Margarethe et Gertraud ! la noble dame et la fidèle servante, la fille des seigneurs, courbée sous son précoce martyre, et la fille des pauvres tenanciers, brillante de jeunesse et de gaieté…

Hélas ! elles étaient mortes toutes deux : la comtesse sur sa couche sculptée, entre les broderies opulentes de ses rideaux de soie ; la servante dans un pauvre lit du quartier du Temple…

Toutes deux jeunes, toutes deux plus belles, à l’heure où Dieu jaloux les rappelait.

Gertraud avait laissé une fille qui portait son nom, qui avait son doux cœur et son charmant visage ; elle s’était endormie du dernier sommeil entre son mari et son enfant ; Margarethe avait laissé un fils qui ne connaissait point sa mère.

Gertraud était là, protégée et chérie, Gertraud l’enfant d’un pur amour, la seule joie de son père !

Mais où était en ce moment l’héritier de Bluthaupt ?…

Hans sentait un frisson courir en lui de veine en veine.

Le dernier fils de Bluthaupt, à cette heure-là même, était peut-être à mourir…

Hans s’asseyait sur la couverture de laine de son lit. Sa bonne figure était pâle, ses yeux s’effrayaient ; ses mains froides se croisaient sur ses genoux.

Des fantômes passaient à chaque instant devant sa vue troublée.

C’était un beau jeune homme, à la figure délicate et féminine, qui tenait à la main une grande épée, trop lourde pour son bras. Une autre épée venait croiser la sienne ; l’oreille de Hans tintait et entendait comme un grincement de fer. Le jeune homme tombait, et son visage pâle se renversait dans ses grands cheveux blonds, comme la tête de Margarethe mourante…
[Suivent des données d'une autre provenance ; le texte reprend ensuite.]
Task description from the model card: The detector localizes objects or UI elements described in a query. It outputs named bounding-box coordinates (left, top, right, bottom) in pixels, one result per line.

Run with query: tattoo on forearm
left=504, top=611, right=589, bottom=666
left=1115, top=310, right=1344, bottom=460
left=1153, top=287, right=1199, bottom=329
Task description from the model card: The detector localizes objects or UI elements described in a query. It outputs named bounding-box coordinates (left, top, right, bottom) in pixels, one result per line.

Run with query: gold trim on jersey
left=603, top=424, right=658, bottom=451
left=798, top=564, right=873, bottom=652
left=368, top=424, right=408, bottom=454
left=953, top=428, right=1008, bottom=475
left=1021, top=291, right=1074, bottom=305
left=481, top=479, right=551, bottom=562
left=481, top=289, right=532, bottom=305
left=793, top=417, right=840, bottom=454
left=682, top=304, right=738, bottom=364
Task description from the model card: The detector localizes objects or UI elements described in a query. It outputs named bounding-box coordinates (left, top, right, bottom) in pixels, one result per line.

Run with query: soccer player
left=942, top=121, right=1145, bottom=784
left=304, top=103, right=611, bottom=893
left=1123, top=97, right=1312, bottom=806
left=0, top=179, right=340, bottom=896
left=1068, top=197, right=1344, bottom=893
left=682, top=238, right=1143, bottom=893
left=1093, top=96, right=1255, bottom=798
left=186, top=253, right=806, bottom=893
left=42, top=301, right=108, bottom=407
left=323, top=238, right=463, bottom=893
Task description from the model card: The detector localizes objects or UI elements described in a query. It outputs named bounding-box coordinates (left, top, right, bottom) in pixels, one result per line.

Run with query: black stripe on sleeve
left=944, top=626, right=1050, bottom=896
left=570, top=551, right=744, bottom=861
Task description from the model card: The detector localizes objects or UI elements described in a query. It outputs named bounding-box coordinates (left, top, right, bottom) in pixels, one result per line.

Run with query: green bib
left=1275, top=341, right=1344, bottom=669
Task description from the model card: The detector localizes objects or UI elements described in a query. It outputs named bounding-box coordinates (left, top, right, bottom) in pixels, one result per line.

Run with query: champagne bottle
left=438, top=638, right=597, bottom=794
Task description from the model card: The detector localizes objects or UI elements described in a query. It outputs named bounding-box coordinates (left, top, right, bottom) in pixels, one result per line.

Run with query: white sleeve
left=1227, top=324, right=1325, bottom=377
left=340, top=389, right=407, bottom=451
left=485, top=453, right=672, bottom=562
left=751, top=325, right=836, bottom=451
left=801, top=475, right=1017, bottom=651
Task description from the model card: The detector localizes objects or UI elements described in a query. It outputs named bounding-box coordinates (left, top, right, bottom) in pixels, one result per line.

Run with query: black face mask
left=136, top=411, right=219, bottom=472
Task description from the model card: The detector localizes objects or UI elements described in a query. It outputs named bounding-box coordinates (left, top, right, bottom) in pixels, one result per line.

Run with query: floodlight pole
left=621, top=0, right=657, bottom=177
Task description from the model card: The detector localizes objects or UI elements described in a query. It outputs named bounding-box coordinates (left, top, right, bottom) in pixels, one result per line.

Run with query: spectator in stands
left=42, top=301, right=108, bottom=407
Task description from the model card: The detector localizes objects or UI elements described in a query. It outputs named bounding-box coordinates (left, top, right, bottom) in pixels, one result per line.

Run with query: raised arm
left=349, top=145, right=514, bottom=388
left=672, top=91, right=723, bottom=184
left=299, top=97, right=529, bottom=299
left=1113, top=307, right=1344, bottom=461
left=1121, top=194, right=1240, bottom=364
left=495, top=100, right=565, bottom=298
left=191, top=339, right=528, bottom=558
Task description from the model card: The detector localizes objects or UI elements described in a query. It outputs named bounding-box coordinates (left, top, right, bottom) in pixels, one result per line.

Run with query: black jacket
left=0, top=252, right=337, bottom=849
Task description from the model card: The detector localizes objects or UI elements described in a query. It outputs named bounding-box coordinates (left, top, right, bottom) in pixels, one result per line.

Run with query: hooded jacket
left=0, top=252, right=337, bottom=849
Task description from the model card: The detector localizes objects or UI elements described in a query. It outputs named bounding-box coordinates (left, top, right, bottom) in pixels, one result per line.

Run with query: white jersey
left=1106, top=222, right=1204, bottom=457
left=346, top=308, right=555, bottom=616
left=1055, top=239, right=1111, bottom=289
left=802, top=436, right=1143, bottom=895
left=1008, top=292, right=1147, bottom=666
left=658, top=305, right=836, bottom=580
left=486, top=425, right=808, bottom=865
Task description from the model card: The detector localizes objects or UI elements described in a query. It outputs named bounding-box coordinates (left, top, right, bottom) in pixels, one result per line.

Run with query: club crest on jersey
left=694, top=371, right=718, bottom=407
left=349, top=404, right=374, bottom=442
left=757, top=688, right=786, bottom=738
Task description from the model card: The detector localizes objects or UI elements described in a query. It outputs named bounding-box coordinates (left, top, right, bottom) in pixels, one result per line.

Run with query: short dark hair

Une sueur glacée coulait le long des tempes de Hans. Il joignait les mains et il prononçait le nom du baron de Rodach, comme on implore la Providence dans la détresse suprême…

De l’autre côté de la cloison, Gertraud serrait son corset dans sa petite chambre proprette. Sa main mignonne et potelée pesait à peine sur le lacet, et la toile, tendue sans effort, dessinait les jeunes perfections de sa taille.

Ses reins souples se cambraient ; sa bouche rose souriait à son étroit miroir.

La toilette de Gertraud n’était pas bien longue. Un cordon détaché laissa tomber la brune richesse de ses cheveux, qui vinrent inonder à longs flots sa gorge et ses épaules. Les dents du peigne passèrent deux ou trois fois à travers ces ondes soyeuses ; puis elle les saisit de sa main, trop étroite pour contenir leur prodigue abondance, et les roula derrière sa tête.

Une robe, lestement agrafée, recouvrit son corset blanc.

Elle était prête.

Avant de vaquer aux soins de son petit ménage, elle alla coller son œil à ses rideaux. Jacques Regnault était à son poste, accoudé sur l’appui de sa croisée ; son regard, obstinément fixé sur la fenêtre de Gertraud, était plus triste encore que d’habitude.

Le sourire de la jeune fille se voila de mélancolie.

— Pauvre Jean ! murmura-t-elle, que je voudrais le faire heureux !…

Elle revint vers son lit, et s’agenouilla devant une image de la Vierge que sa mère avait apportée d’Allemagne. Elle pria Dieu pour Jean, pour son père Hans, qui l’aimait si tendrement, et pour tous les malheureux qui ont besoin d’être consolés.

Sa prière, courte et naïve, monta vers le Ciel comme un pur encens.

Quand elle se releva, sa figure avait repris son expression d’espiègle gaieté ; elle alluma un fourneau de fer, et se prit à souffler son feu en chantant.